Wednesday, November 30, 2011

O resto do fim

O resto não importa. Os cotovelos desmesurados do desamor, o arrepio fingido dum beijo que não chega, nem se atreve a sair de casa, a preguiça duma cama que se espreguiça e adormece de novo. Não importa a saudade, a inocência roubada, a carta esquecida no bolso do casaco. E, depois disso, também não importa o não-querer, o mal-me-quer, o tanto faz da mensagem do pecado. Desaprendi tudo. Até o que me ensinaste entre o sofá e a cama e me pediste para decorar de olhos fechados.
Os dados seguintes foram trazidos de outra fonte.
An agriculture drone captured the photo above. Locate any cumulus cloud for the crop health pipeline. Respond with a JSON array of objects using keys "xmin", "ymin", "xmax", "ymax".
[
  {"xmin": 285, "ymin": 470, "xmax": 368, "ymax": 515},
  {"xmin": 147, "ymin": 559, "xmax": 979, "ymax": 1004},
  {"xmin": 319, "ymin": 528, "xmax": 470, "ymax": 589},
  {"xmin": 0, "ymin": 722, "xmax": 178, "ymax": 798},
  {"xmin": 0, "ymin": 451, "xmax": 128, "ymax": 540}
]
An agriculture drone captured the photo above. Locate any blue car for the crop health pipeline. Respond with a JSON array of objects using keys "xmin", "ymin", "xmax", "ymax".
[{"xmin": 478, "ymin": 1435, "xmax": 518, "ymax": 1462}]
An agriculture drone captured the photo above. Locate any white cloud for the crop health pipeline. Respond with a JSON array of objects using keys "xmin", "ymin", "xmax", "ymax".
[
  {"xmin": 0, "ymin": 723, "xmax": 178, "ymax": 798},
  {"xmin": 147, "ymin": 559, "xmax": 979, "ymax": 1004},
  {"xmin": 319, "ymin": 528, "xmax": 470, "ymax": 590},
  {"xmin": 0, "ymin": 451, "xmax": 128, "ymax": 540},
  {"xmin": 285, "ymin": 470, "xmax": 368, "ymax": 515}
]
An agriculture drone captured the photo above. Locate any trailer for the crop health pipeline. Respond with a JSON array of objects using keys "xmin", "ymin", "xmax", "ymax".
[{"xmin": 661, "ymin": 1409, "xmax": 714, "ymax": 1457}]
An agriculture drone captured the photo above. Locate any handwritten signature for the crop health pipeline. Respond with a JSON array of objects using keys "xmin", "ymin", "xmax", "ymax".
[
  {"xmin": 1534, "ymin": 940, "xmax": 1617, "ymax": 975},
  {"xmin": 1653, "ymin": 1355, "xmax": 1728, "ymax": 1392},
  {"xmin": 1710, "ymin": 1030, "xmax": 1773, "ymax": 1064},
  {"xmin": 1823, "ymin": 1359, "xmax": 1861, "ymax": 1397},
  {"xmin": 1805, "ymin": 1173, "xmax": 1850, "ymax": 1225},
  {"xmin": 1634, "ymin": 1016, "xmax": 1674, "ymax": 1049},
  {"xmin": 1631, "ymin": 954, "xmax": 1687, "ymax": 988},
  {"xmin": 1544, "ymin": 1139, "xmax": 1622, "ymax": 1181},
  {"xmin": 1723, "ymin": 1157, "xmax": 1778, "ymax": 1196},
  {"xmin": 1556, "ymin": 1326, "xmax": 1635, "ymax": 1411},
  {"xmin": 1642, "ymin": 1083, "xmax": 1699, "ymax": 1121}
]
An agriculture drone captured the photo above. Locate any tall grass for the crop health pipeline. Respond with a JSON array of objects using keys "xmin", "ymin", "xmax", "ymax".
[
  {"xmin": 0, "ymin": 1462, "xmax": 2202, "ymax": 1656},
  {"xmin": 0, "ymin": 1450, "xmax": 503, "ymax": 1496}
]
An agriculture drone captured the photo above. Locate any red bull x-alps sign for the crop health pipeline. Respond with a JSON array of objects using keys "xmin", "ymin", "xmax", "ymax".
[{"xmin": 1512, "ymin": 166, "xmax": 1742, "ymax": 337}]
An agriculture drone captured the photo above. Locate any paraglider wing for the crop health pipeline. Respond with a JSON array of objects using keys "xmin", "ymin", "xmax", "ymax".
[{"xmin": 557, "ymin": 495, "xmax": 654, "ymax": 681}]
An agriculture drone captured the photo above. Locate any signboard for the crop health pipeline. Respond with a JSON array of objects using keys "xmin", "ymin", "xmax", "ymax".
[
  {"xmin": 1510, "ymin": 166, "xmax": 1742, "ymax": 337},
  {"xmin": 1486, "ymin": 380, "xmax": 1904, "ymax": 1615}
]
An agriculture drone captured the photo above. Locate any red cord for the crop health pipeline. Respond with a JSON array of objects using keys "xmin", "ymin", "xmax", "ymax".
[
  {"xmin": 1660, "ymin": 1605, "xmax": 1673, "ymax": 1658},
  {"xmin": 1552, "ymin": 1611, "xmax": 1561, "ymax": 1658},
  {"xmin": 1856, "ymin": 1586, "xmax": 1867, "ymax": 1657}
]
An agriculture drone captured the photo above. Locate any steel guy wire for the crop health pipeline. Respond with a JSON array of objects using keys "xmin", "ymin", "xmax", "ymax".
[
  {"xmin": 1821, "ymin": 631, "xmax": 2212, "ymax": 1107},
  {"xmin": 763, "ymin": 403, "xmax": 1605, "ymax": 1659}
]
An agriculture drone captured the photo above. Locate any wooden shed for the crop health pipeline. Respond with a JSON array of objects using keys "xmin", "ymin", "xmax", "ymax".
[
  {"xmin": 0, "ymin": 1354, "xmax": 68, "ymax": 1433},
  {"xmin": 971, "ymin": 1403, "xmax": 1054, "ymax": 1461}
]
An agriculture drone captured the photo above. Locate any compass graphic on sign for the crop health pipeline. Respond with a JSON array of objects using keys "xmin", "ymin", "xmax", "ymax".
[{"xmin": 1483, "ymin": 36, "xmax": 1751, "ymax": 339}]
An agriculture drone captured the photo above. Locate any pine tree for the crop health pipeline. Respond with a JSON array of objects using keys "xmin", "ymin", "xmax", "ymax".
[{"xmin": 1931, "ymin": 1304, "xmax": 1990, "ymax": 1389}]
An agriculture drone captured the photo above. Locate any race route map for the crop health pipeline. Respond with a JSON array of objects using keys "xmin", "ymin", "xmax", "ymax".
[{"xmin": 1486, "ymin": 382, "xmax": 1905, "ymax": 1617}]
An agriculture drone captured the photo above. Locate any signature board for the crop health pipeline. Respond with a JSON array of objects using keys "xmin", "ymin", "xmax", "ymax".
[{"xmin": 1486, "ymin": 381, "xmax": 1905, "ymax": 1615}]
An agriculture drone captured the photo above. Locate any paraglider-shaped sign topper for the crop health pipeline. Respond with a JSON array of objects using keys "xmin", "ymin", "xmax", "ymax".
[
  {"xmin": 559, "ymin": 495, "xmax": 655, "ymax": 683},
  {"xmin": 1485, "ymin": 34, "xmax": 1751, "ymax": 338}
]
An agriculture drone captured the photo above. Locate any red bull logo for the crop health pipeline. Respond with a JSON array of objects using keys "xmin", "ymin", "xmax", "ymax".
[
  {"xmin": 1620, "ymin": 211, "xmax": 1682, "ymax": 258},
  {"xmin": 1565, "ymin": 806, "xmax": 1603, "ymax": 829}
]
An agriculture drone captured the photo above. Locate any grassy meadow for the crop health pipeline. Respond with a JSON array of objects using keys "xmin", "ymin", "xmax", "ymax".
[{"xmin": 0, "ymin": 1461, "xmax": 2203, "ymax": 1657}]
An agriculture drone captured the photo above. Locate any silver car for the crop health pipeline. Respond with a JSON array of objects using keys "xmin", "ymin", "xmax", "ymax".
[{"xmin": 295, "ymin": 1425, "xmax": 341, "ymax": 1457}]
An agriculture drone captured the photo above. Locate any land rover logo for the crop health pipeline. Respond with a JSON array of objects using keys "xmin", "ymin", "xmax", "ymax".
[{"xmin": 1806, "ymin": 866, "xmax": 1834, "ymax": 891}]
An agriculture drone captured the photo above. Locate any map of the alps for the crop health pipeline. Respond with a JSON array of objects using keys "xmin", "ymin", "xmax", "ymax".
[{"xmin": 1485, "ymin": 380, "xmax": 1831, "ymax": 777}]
O teu nome, escrito em maiúsculas, o tamanho da tua mão, a agarrar a minha, o calor da tua vergonha dentro de mim. E o teu cheiro, a incenso-canela, que entretanto foi parar ao quintal da vizinha. A culpa morre solteira, assim como as lembranças que carrega ao colo e abandona na primeira sarjeta. Depois do abandono, como calculas, pouco sobra para contar como foi. Mas foi mais ou menos assim. Vivemos o que havia a viver, enquanto queríamos e podíamos. Enquanto tínhamos braços para nos segurarmos (ou empurrarmos) e uma dose de loucura para nos acharmos super heróis da história que não parecia ter fim. Mas teve. Vivemos até ao limite e quando lá chegamos, ao limite, fizemos um banquete a dois. Provamos de tudo até ficarmos fartos e, sem arrumar loiça e aparato, fugimos de balão para o fim do mundo. Que não é nada do que se fala. Ao contrário, é escuro e cheira a podre, sem loja de souvenirs e monumento da praxe. Uma ampulheta de desencanto. O fim do mundo é um lugar onde adormecemos amantes e amanhecemos estranhos num vão de escada. E entre as fotografias com personagens do século passado e as poses ridículas de felicidade pronta-a-vestir, não há mais fundo do mar aonde procurar tesouro. Nem castelos com pontes para nós. Morreste-me de repente e nem por sombras procuro o teu fantasma. Porque esta cidade acordou sem ti e, contra todas as expectativas, acordou na primavera.